Bununla birlikte alınacak raporda, ölüm nedeni ile davacılar murisinin poliçe öncesinde var olan ve tedavi gördüğü hastalığı/ hastalıkları arasında illiyet bağının olmadığı ve/veya kanser şüphesi ile tetkik yaptırmadığı veya herhangi bir tetkik sonrası kanser şüphesi bulgusuna rastlanılmadığının tespit edilmesi halinde, ölüme etki edecek nitelik taşıyan önceki kronik hastalıkların, riskin kapsamı konusunda değerlendirme yapma hakkı bulunan sigortacıya bildirilmesi gerektiği açıktır. TTK’nın 1439/2. maddesinde, sigortalının kasten ya da ihmali ile beyan yükümlülüğüne uymaması hallerinin, sigortacının tazminat sorumluluğunun son bulması, tazminattan indirim yapılması, proporsiyon hesabı ile tazminatın belirlenmesi şeklinde üç ayrı sonucu olduğu kabul edilmiştir.

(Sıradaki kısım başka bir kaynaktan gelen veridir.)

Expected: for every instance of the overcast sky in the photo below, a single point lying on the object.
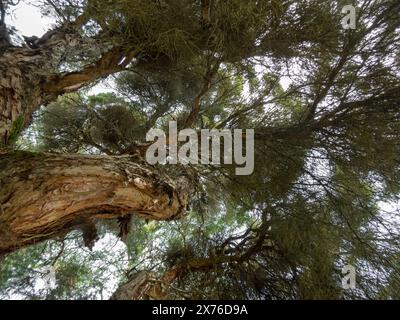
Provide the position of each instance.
(28, 20)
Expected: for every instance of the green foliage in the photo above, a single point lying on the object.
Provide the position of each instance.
(327, 152)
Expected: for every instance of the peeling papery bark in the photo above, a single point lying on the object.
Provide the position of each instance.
(44, 195)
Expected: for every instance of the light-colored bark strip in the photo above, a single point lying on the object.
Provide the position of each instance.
(42, 195)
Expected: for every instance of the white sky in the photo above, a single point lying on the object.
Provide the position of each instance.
(28, 20)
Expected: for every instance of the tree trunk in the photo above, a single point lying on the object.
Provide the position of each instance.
(43, 196)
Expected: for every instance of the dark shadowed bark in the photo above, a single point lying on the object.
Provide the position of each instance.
(43, 196)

Sigortalının poliçeden önceki rahatsızlıklarını bildirmediği ve bu bildirmeme halinin kast derecesinde olduğu; bildirilmeyen hastalıkların sadece ölüme etki eden faktör olup doğrudan ölüm nedeni olmadığı (bağlantının bulunmadığı) durumda, ödenen prim ile ödenmesi gereken prim arasındaki orana göre (proporsiyon hesabıyla) tazminatın belirlenmesi, TTK’nun 1439/2. maddesi gereğidir.

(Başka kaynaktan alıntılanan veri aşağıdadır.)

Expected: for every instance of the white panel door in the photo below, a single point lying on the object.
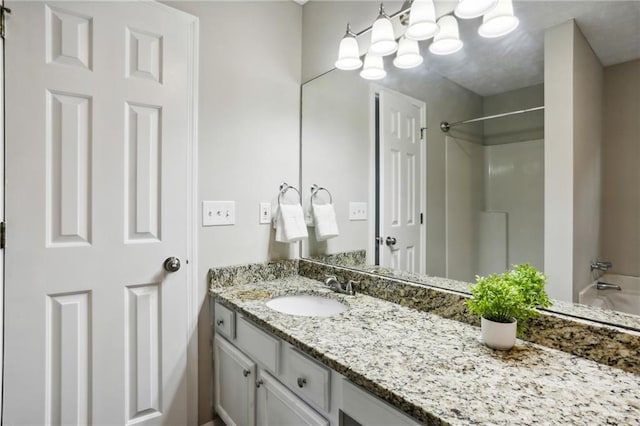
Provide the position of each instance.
(402, 195)
(98, 116)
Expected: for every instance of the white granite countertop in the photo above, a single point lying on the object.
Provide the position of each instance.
(437, 370)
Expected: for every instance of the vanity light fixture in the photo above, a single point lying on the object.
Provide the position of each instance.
(422, 20)
(383, 41)
(499, 21)
(469, 9)
(373, 68)
(447, 41)
(348, 53)
(408, 55)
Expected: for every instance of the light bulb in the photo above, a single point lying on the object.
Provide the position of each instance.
(348, 53)
(422, 20)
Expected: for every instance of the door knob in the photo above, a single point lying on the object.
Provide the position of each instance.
(172, 264)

Açıklanan hukuki ve maddi vakıalar karşısında mahkemece; davacı murisinin, sigortacı için önemli sayılabilecek bir hususu bildirme yükümlülüğünü ihlali nedeniyle, TTK’nın 1439/2. maddesinin son cümlesindeki proporsiyon hesabıyla tazminatın belirlenmesi şartları da dikkate alınarak, bu hususun hükümde tartışılması, gerekli araştırmalar yapılıp, gerektiğinde bilirkişi raporu alınmasıyla oluşacak sonuca göre göre karar verilmesi gerekirken eksik inceleme ile hüküm tesisi doğru görülmemiştir.

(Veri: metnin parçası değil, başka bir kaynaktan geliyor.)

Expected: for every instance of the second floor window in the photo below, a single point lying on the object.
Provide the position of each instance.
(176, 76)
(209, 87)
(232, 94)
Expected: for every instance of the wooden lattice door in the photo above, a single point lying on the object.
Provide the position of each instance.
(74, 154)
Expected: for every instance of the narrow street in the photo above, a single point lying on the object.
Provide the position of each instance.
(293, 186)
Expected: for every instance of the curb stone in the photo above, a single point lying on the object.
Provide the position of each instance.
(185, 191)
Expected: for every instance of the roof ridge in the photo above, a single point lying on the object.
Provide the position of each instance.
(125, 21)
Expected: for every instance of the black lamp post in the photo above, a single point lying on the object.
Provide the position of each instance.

Bu çerçevede, yukarıda belirtilen, kuşku ve duraksamaya yer olmayacak şekilde yargılamanın sonuçlandırılabilmesi için, gereken deliller toplanmaksızın ve değerlendirmeler yapılmaksızın karar verilmiş olduğu belirgin olup, açıklanan eksiklikler ikmal edilerek sonuca ulaşılması için 6100 sayılı HMK’nin 353/1-a-3 ve 6. maddeleri uyarınca davalı vekilinin istinaf başvurusunun kabul edilmesi gerektiği sonucuna varılmıştır.
HÜKÜM: Yukarıda açıklanan nedenlerden dolayı;
1)Davalı sigorta şirketi vekilinin istinaf başvurusunun kabulü ile, İzmir 5. Asliye Ticaret Mahkemesinin 26.11.2020 tarih ve 2017/267 Esas – 2020/595 Karar sayılı kararının HMK’nin 353/1-a.6 maddesi uyarınca KALDIRILMASINA,
2)Açıklanan eksikliklerin giderilmesi amacıyla davanın yeniden görülmesi için dosyanın Mahkemesine GÖNDERİLMESİNE,
3)Ödediği istinaf karar ilam harcının isteği halinde davalı sigorta şirketine iadesine,
4)İstinaf kanun yolu yargılama giderlerinin, yeniden kurulacak hükümde gözetilmesine, artan istinaf gider avansının HMK’nin 333/1. maddesi uyarınca davacıya iadesine,
Dava dosyası üzerinden yapılan inceleme sonucunda HMK’nin 362/1-g maddesi uyarınca KESİN olmak üzere 05.05.2022 günü oybirliği ile karar verildi.